2. Choisir une personne de confiance.
Il n’est pas nécessaire de tout raconter à tout le monde. Une seule personne qui écoute vraiment, un ami, un collègue, un membre de la famille, ou quelqu’un qui a déjà vécu une perte, peut faire une immense différence.

3. Utiliser le corps comme exutoire.
Les hommes ont souvent besoin d’agir pour libérer ce qui bouillonne à l’intérieur. La marche, la mécanique, la course, le plein air ou le bricolage peuvent devenir des moyens d’expression. L’important n’est pas la performance, mais le mouvement.

4. Créer un rituel personnel.
Allumer une chandelle, visiter un lieu significatif, écouter une chanson, parler à la personne décédée… Ces gestes simples donnent un cadre à la douleur. Ils créent un espace symbolique où la peine peut se dire autrement.

5. Éviter la fuite par la suractivité.
Travailler sans arrêt ou s’occuper constamment peut sembler soulageant, mais c’est souvent une manière d’éviter la tristesse. Prendre dix minutes par jour pour « laisser venir » ce qu’on ressent est déjà un acte de courage.

Comment les proches peuvent soutenir un homme endeuillé

Soutenir un homme en deuil, ce n’est pas le convaincre de parler : c’est lui laisser la possibilité de le faire. Respecter son rythme. Ouvrir la porte sans la forcer. Un simple « Je suis là si tu veux en parler » suffit parfois.

Encourager les activités physiques ou symboliques peut aussi aider : aller marcher ensemble, jardiner, réparer quelque chose. Ce sont souvent dans ces moments simples que les mots finissent par sortir, sans pression.

Soutenir sans envahir, rester présent sans juger : voilà la clé.

Quand (et pourquoi) consulter peut aider

Consulter n’est pas un aveu de faiblesse.
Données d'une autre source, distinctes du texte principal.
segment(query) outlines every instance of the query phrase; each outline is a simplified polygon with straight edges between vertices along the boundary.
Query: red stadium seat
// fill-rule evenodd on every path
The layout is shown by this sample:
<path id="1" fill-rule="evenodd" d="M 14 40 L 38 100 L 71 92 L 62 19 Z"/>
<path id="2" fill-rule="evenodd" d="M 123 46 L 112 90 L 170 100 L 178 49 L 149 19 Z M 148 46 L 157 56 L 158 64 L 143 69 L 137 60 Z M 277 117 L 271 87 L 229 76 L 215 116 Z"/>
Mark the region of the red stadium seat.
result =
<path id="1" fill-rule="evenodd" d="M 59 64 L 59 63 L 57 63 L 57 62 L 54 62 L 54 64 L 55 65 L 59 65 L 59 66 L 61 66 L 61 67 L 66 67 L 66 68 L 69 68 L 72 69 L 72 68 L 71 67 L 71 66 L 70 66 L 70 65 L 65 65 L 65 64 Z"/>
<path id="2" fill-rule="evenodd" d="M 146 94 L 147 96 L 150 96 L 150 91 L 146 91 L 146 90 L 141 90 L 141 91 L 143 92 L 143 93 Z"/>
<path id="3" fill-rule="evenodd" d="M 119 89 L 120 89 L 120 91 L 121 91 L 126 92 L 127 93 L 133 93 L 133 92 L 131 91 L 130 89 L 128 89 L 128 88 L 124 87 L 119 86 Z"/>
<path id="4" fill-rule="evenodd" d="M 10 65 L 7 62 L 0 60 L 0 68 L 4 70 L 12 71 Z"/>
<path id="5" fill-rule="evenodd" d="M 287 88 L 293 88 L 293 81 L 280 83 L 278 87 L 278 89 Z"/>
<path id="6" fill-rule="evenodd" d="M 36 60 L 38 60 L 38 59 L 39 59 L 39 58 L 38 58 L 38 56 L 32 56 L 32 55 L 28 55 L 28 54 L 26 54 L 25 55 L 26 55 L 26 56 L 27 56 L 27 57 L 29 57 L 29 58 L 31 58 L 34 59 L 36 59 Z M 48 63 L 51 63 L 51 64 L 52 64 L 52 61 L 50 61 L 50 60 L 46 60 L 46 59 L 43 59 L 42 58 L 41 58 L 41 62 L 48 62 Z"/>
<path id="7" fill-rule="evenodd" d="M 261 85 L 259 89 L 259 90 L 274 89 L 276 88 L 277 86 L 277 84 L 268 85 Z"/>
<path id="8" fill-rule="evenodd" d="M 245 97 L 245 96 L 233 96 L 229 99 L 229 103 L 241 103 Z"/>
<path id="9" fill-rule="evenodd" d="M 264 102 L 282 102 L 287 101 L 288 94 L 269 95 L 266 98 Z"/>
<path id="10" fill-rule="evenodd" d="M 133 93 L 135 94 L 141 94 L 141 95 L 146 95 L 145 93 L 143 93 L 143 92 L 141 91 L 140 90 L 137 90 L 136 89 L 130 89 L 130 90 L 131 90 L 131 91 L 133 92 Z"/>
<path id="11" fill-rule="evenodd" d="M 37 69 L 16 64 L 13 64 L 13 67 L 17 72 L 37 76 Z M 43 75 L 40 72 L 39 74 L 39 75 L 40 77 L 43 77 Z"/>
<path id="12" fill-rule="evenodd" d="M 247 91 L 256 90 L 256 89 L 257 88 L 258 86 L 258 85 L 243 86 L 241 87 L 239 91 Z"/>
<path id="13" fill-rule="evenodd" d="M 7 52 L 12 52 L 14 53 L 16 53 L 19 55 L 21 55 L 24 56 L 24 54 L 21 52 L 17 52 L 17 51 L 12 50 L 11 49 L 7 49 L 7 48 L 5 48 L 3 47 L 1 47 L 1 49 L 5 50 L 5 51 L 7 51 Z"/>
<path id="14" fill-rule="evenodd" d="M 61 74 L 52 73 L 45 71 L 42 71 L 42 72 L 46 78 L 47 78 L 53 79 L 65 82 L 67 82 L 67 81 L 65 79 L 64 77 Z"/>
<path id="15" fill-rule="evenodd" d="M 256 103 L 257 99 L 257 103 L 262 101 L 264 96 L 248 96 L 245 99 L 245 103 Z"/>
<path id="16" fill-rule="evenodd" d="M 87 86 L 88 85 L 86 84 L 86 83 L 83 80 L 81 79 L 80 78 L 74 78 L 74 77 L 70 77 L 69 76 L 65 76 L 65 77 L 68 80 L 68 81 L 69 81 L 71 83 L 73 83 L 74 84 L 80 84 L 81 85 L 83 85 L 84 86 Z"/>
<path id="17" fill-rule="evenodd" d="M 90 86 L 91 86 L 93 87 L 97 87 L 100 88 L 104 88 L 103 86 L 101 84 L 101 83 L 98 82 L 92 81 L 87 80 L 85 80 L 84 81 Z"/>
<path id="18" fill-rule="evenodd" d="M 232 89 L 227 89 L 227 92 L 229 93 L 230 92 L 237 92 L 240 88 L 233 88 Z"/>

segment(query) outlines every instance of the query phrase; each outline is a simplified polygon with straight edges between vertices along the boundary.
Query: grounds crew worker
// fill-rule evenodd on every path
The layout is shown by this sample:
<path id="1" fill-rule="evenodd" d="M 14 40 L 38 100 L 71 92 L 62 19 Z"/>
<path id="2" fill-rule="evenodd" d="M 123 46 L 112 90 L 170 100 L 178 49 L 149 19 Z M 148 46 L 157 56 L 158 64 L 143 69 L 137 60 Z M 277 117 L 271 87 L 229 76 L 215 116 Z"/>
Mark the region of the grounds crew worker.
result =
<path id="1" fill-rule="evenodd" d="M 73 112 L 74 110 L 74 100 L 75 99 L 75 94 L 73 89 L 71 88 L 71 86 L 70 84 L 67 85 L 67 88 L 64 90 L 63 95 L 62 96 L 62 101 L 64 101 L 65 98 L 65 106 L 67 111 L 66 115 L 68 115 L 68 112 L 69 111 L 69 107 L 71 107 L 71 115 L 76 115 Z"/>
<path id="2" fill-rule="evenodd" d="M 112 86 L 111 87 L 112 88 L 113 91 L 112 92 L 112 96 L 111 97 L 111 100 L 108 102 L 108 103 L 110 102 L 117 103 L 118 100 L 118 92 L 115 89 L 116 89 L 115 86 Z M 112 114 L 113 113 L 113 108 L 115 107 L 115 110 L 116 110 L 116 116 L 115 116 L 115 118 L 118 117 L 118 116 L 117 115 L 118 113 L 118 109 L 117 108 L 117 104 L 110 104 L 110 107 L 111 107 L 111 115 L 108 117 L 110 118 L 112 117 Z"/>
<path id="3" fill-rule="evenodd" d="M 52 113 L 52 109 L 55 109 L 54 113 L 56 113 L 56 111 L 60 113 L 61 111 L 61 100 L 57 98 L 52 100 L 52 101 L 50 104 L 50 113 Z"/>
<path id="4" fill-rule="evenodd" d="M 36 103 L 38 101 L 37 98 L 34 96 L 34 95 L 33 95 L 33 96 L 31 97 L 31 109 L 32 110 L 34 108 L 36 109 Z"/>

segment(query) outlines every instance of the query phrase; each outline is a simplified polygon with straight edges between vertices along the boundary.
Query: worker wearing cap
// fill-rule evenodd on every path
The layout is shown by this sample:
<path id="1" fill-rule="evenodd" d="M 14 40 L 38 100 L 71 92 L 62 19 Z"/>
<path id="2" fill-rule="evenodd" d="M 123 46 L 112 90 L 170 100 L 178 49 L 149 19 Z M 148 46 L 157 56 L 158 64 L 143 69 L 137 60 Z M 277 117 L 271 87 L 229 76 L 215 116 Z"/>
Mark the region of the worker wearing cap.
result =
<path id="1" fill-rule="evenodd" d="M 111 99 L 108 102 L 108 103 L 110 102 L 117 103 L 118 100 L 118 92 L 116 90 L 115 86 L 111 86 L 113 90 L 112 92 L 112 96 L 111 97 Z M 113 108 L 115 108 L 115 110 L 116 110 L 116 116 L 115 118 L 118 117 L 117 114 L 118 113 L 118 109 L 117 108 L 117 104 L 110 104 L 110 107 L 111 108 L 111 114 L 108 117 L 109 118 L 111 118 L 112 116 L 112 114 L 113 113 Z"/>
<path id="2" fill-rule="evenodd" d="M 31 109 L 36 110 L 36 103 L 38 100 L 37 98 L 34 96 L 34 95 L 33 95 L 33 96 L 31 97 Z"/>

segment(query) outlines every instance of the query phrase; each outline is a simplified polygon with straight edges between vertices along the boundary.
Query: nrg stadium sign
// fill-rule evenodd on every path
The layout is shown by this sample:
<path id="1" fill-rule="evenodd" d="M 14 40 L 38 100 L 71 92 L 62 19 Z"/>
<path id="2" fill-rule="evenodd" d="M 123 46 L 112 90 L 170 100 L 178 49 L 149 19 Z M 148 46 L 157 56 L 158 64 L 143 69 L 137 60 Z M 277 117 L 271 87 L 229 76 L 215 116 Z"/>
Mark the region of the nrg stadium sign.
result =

C’est un acte de lucidité.
Souvent, quelques rencontres suffisent pour alléger un fardeau porté depuis trop longtemps.

Parce que parfois, le seul remède est d’être vu et entendu pour la première fois.

Mais la décision doit venir de lui. Une thérapie imposée ne fonctionne pas. Elle doit naître d’un besoin intérieur, pas d’une injonction.

Conclusion

Beaucoup d’hommes vivent leur deuil en silence.
Ils avancent sans bruit, sans plainte, croyant qu’ils doivent tenir pour les autres.

À ceux-là, je veux dire : vous n’êtes pas invisibles.
Vous avez droit, vous aussi, à du soutien, même si vous ne franchissez pas la porte d’un bureau.

Le deuil n’a pas besoin d’être porté seul.